Serge Stinckwich edited this page Jun 26, 2018 · 1 revision

A kd-tree is a data structure to store multidimensional points in such a way, that it is easy and fast to repeatedly find nearest neighbours.
For further explanations see http://en.wikipedia.org/wiki/Kd-tree.

For loading this package you can use the ConfigurationOfSciSmalltalk :

Gofer new smalltalkhubUser: 'SergeStinckwich' project:'SciSmalltalk';
       package:'ConfigurationOfSciSmalltalk'; load.
"this loads Math-KDTree and the tests:"
(ConfigurationOfSciSmalltalk project version:#stable)
       load:'Math-Tests-KDTree'.
"and if you want to make the code more efficient, 
this can eventually help (it did help me):"
(ConfigurationOfSciSmalltalk project version:#stable)
       load:'Math-Benchmarks-KDTree'.

You construct a kdtree using #withAll:

kd:=KDTree withAll: aCollectionOfVectors.

where a Vector can be any collection of numbers that understands #at:
You can then find the nearest neighbours of anotherVector in aCollectionOfVectors with #nnSearch:i:

kd nnSearch: anotherVector i: numberOfNearestNeighbours.
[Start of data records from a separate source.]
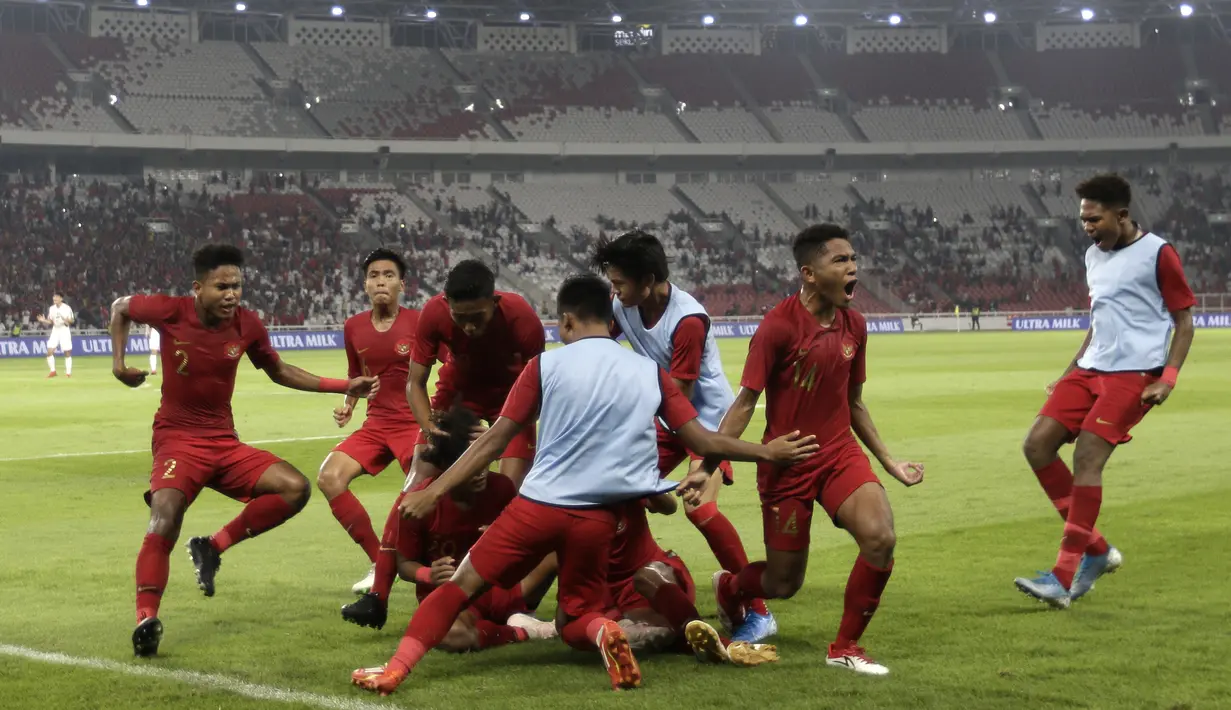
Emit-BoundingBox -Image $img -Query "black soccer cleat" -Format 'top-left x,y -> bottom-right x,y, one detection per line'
342,592 -> 389,629
133,616 -> 162,658
188,538 -> 223,597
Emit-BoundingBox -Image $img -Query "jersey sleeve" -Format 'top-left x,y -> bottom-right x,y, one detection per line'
1158,244 -> 1197,313
671,314 -> 709,381
128,294 -> 180,327
740,319 -> 787,393
500,356 -> 543,426
410,299 -> 452,368
244,311 -> 281,370
659,368 -> 697,431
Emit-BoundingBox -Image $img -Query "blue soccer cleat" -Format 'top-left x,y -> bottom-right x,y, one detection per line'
1013,572 -> 1072,609
1071,548 -> 1124,602
731,612 -> 778,644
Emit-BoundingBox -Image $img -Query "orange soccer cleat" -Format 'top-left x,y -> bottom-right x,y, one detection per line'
351,666 -> 406,696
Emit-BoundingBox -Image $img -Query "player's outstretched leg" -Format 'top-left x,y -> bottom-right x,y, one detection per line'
133,489 -> 187,657
188,462 -> 311,597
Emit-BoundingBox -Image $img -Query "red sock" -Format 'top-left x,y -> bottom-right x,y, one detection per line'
137,533 -> 175,624
560,613 -> 607,651
687,503 -> 769,614
209,493 -> 297,552
833,555 -> 894,648
1051,486 -> 1103,588
1034,458 -> 1108,555
474,619 -> 531,651
329,491 -> 380,562
372,493 -> 405,602
387,582 -> 470,673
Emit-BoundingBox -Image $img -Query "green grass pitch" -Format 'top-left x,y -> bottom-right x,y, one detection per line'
0,331 -> 1231,710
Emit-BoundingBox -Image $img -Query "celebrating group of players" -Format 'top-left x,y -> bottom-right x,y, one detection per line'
111,176 -> 1193,694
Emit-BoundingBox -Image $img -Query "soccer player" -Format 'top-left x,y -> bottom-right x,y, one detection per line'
593,231 -> 778,642
1016,175 -> 1197,609
316,249 -> 419,593
351,274 -> 815,695
38,293 -> 76,379
406,260 -> 545,486
111,244 -> 379,656
681,224 -> 923,676
342,407 -> 556,652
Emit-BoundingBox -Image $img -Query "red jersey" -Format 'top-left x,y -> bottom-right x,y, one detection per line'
740,294 -> 868,460
128,294 -> 278,437
411,292 -> 545,409
342,308 -> 419,425
398,474 -> 517,598
607,501 -> 662,584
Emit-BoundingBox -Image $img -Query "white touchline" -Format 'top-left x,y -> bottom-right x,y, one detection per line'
0,644 -> 389,710
0,434 -> 346,464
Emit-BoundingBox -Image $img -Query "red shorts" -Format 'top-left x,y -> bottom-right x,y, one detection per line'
150,432 -> 282,503
468,497 -> 616,619
757,437 -> 881,551
334,420 -> 419,476
659,423 -> 735,486
1039,368 -> 1158,445
415,384 -> 537,461
604,550 -> 697,619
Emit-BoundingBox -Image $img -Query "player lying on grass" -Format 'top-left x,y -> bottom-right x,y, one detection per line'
592,231 -> 778,642
681,224 -> 923,676
111,244 -> 379,656
1014,175 -> 1197,609
342,406 -> 556,651
595,493 -> 778,666
351,274 -> 815,695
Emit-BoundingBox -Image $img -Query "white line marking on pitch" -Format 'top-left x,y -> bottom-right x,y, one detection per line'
0,434 -> 346,464
0,644 -> 389,710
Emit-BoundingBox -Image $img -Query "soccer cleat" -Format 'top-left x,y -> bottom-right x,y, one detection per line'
505,614 -> 560,640
731,612 -> 778,644
351,666 -> 406,696
188,538 -> 223,597
133,616 -> 162,658
1013,572 -> 1072,609
351,562 -> 377,594
1070,548 -> 1124,602
825,644 -> 889,676
595,620 -> 641,690
713,570 -> 747,634
342,592 -> 389,629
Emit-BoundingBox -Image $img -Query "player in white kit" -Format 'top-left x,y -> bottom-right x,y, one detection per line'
38,293 -> 76,378
593,231 -> 778,644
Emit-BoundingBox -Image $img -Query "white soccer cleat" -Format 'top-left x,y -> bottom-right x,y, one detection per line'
351,565 -> 377,596
505,613 -> 560,640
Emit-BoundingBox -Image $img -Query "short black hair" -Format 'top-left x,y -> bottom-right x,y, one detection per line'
192,244 -> 244,281
592,229 -> 670,283
1076,172 -> 1133,209
444,258 -> 496,300
422,406 -> 479,471
555,273 -> 614,322
363,246 -> 406,278
790,224 -> 851,268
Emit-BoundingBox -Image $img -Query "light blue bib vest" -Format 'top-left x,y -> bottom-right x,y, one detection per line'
1077,234 -> 1172,373
521,338 -> 676,508
612,284 -> 735,432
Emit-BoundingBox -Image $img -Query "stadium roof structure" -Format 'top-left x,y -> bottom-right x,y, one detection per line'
81,0 -> 1231,26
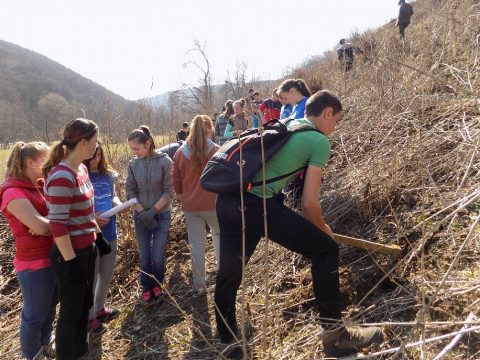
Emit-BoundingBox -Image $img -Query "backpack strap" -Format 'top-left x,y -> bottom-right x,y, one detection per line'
247,125 -> 323,190
248,166 -> 307,190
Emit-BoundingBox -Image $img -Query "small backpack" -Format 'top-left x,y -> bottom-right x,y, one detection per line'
200,120 -> 320,194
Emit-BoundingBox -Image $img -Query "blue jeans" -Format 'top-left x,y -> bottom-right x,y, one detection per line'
17,267 -> 57,359
134,211 -> 171,292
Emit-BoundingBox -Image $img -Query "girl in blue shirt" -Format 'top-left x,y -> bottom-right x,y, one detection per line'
84,145 -> 121,334
279,79 -> 312,119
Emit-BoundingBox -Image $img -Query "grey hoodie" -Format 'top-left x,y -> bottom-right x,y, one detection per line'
125,151 -> 173,212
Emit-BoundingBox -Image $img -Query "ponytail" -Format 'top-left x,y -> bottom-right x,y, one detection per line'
43,141 -> 66,178
187,115 -> 213,174
43,118 -> 98,177
127,125 -> 155,155
5,141 -> 49,179
296,79 -> 312,97
279,79 -> 312,97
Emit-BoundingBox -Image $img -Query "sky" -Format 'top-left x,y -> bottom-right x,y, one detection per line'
0,0 -> 398,100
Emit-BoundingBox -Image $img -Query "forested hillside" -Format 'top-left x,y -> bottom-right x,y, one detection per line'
0,40 -> 135,145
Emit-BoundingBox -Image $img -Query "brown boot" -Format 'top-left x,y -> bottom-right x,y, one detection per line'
323,326 -> 383,357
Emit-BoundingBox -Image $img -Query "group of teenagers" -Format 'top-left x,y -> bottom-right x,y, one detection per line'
0,79 -> 382,360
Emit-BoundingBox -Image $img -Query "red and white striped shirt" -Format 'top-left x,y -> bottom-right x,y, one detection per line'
45,162 -> 96,249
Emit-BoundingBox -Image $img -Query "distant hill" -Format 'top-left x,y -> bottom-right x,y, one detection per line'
0,40 -> 135,144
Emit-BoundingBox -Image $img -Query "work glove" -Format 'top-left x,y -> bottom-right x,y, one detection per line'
65,256 -> 87,285
137,206 -> 157,230
95,233 -> 112,256
145,218 -> 158,231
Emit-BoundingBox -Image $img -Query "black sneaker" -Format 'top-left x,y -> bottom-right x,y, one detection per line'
323,326 -> 383,357
88,319 -> 107,335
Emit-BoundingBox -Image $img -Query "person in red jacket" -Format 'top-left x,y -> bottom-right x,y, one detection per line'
258,88 -> 282,123
172,115 -> 220,295
0,142 -> 57,359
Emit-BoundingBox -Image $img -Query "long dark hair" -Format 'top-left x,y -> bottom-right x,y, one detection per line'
223,100 -> 233,118
279,79 -> 312,97
83,144 -> 114,175
187,115 -> 213,174
43,118 -> 98,177
127,125 -> 155,155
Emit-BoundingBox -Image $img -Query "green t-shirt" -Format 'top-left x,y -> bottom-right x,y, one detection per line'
250,119 -> 331,198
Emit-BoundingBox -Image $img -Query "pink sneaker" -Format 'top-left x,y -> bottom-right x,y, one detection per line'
140,290 -> 153,305
96,306 -> 120,321
152,286 -> 162,298
88,319 -> 107,335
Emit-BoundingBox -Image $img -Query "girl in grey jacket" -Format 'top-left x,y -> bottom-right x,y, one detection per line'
125,126 -> 173,305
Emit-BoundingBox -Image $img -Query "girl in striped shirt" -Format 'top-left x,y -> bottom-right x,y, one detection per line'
44,119 -> 110,360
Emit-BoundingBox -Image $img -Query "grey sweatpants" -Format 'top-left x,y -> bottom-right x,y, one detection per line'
89,240 -> 117,320
183,210 -> 220,289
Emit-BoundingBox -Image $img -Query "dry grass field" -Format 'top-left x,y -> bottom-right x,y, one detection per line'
0,0 -> 480,360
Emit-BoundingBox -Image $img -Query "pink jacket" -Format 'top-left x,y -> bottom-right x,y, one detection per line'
172,141 -> 220,212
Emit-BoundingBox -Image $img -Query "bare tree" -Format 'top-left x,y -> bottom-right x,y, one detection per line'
225,61 -> 248,99
184,39 -> 215,114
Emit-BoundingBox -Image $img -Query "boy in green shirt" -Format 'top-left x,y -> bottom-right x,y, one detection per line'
215,91 -> 382,356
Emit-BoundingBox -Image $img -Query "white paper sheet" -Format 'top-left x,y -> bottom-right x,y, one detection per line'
98,198 -> 137,219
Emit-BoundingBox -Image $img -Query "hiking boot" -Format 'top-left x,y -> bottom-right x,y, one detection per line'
42,334 -> 57,359
88,319 -> 107,335
140,290 -> 153,306
95,306 -> 120,322
31,346 -> 46,360
152,286 -> 162,299
323,326 -> 383,357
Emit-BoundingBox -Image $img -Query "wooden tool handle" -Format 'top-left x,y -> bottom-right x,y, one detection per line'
334,234 -> 402,259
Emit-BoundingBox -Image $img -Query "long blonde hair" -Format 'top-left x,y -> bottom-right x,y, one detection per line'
5,141 -> 50,179
187,115 -> 213,174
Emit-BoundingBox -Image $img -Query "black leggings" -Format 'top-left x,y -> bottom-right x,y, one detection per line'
50,244 -> 97,360
215,193 -> 340,343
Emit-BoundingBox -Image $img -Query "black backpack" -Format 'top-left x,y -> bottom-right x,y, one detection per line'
200,121 -> 320,194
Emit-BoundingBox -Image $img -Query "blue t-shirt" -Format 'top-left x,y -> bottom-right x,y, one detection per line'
89,172 -> 117,241
280,104 -> 293,120
290,96 -> 308,119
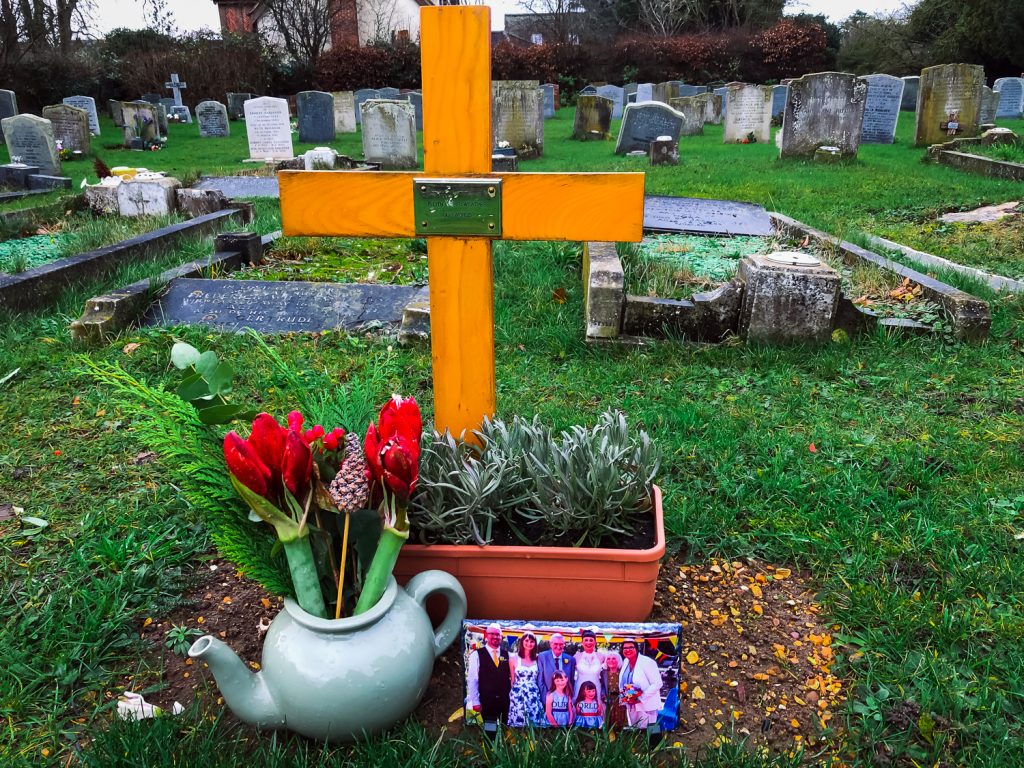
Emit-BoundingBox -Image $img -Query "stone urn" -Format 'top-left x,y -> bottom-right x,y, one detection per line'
188,570 -> 466,741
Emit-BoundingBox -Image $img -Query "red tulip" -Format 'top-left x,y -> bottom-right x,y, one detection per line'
224,430 -> 270,497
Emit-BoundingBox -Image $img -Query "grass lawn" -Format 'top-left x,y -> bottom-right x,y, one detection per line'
0,110 -> 1024,768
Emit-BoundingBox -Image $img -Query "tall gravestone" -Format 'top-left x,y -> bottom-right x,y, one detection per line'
42,104 -> 91,154
196,101 -> 231,138
0,115 -> 60,176
722,83 -> 772,144
615,101 -> 686,155
992,78 -> 1024,120
295,91 -> 335,144
780,72 -> 867,158
359,98 -> 419,169
245,96 -> 295,161
860,75 -> 905,144
490,80 -> 544,158
913,63 -> 985,146
572,95 -> 614,141
61,96 -> 99,136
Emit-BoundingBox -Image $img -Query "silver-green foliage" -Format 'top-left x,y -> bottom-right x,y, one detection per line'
410,412 -> 660,546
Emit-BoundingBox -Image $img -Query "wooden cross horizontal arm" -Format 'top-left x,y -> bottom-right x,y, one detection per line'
278,171 -> 644,243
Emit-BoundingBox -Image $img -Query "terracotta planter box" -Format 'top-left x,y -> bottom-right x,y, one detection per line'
394,485 -> 665,622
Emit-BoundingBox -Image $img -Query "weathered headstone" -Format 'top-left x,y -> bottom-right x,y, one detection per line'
42,104 -> 91,154
860,75 -> 905,144
992,78 -> 1024,120
196,101 -> 231,138
227,93 -> 253,120
669,96 -> 706,136
722,83 -> 772,144
615,101 -> 686,155
572,95 -> 614,141
913,63 -> 985,146
0,115 -> 60,176
331,91 -> 356,133
295,91 -> 335,143
61,96 -> 99,136
779,72 -> 867,158
360,98 -> 419,169
492,80 -> 544,159
597,84 -> 626,120
245,96 -> 295,160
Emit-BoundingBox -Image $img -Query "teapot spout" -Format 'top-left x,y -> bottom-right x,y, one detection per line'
188,635 -> 285,728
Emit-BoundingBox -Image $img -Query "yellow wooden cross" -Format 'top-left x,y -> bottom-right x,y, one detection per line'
280,5 -> 644,436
that is essentially everything that is to say about its use. the IndexedKDTree returns the indices of the nearest neighbours (in aCollectionOfVectors) instead of the nearest neighbours itself. and if more than one neighbour is searched, it additionally returns the squared distances between the vector and its neighbours, iow for each nearest neighbour it returns an Array #(index squaredDistance).

Let me make a simple application just as an example how it can be used (attention: i do use some code here, that uses the package Math-DHB-Numerical, but one could do the same without that of course, i think its only the Float random expression).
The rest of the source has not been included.